UK H3G ("Three") has applied for permission to install a 20m high mast, opposite 55 Mayfield Road. The mast and the associated cabinets would occupy the space currently filled by the advertising banner for Edinburgh Roofing Services in this streetview. The details are set out in this document accompanying the planning application. Full details of the planning application are available on the Council's planning portal at 20/02337/FUL. The last date for comments to be submitted is 24 July 2020.
The site lies just within the boundary of the Grange Conservation Area.
The supporting document explains:
There is now a requirement to upgrade the UK H3G (Three) network to provide improved coverage and capacity, most notably in relation to 5G services. This proposal is for a 20m SW (Street Works) monopole located on the adopted highways at Mayfield Road, Newington, Edinburgh, EH9 3AA.
Three are in the process of building out the UK’s fastest 5G network. Three has 140MHz of 5G spectrum (and 100MHz of it contiguous), which means our service will be much faster and able to handle more data. To bring this new technology to the people H3G will need to provide a mix of upgrades to existing sites and the building of new sites. New sites will be needed for many reasons, including that the higher radio frequencies used for 5G do not travel as far as those frequencies currently in use and that sometimes not all existing sites can be upgraded.

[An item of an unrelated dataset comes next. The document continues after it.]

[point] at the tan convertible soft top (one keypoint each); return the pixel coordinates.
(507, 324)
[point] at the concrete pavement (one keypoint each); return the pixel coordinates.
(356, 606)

In this area there is an acute need for a new mast to deliver the above. It should be noted however, that the nature of 5G and the network services it provides, means the equipment and antennas required are quite different to the previous, and existing, service requirements. In particular, the nature of the antennas, and the separation required from other items of associated equipment, is such that it cannot utilise some existing structures that provide an installation for another operator, most notably in a street works or highways environment. The site selection process has also been influenced by the numerous vertical elements of street furniture distributed around the vicinity of the site including street lighting columns. The height of the pole has been kept down to the absolute minimum capable of providing the required essential new 5G coverage. The site has been selected on a wide adopted area of the highway in a position that will not impede pedestrian flow or the safety of passing motorists. The cabinets are located at the base of the new pole...[...]. This equipment is considered unlikely to have any material impact on the local area but significant connectivity improvements which is a material consideration in the judgement of the sites suitability. The cell search area was assessed at the Survey stage from a planning and residential amenity perspective. The planning constraints (where there are any) have shaped the location of the proposal.
The applicant appreciates that the site is in a Conservation Area. There is, however, no alternative other than to place the equipment in the Conservation Area. This is an extremely constrained cell search area and Conservation Areas require coverage as do other areas of the UK. The optimum solution from a planning perspective has, however, been chosen within the Conservation Area to minimise its visual impact. The Conservation Area will, however, be both preserved and enhanced with improved connectivity and coverage.
The site is located off Mayfield Road within a Residential area surrounded by existing street furniture (street lighting/ signs) and mature trees. The site has been set against a screening backdrop of tall mature tree planting. Long distance views will benefit from partial screening from the existing street furniture and trees. To address residential amenity issues as much as possible the monopole and associated equipment has been placed outside Edinburgh Roofing Services.
The proposed installation is an H3G LTE (Three) Phase 8 Monopole which will house H3G LTE (Three). The proposal is required due to acute capacity issues and will facilitate significantly improved 5G in areas that have started to gain this service and newly introduce it to the areas that have not gained this level of connectivity yet.
In keeping with the National Planning Policy Framework (NPPF July 2018). guidelines of using high quality communications infrastructure the proposed design has been selected to minimise visual impact upon the street scene by integrating with the existing street furniture, having similar vertical lines and overall appearance to the numerous street lighting columns in this area.
The 5G antennas are some 3 times as heavy as previous antennas, while the associated Remote Radio Units also now need to be placed at the top of the pole, thus many street works designs are no longer structurally capable of hosting all the equipment of 2 operators. It should be noted that the alternative option that could accommodate both operators (EE and H3G LTE who have a site sharing agreement) would be a more traditional ‘greenfield’ mast, with an open headframe and more bulky design, which would be inappropriate in a street scene location. There is no such location in this cell search area where a greenfield mast could be housed and thus site sharing is not a viable proposition.
This specific proposal forms part of an integral requirement for H3G LTE to expand its 5G telecommunications network across Edinburgh specifically in this instance to enhance 5G coverage levels and network capacity within the EH9 area.
Mobile phone base stations operate on a low power and accordingly base stations therefore need to be located in the areas they are required to serve. Increasingly, people are also using their mobiles in their homes and this means we need to position base stations in, or close to, residential areas.
A further limiting factor is that the position has to be one that fits in with the existing network. Sites have to form a patchwork of coverage cells with each cell overlapping to a limited degree with the surrounding base stations to provide continuous network cover as users move from one cell to the other. However, if this overlap is too great unacceptable interference is created between the two cells.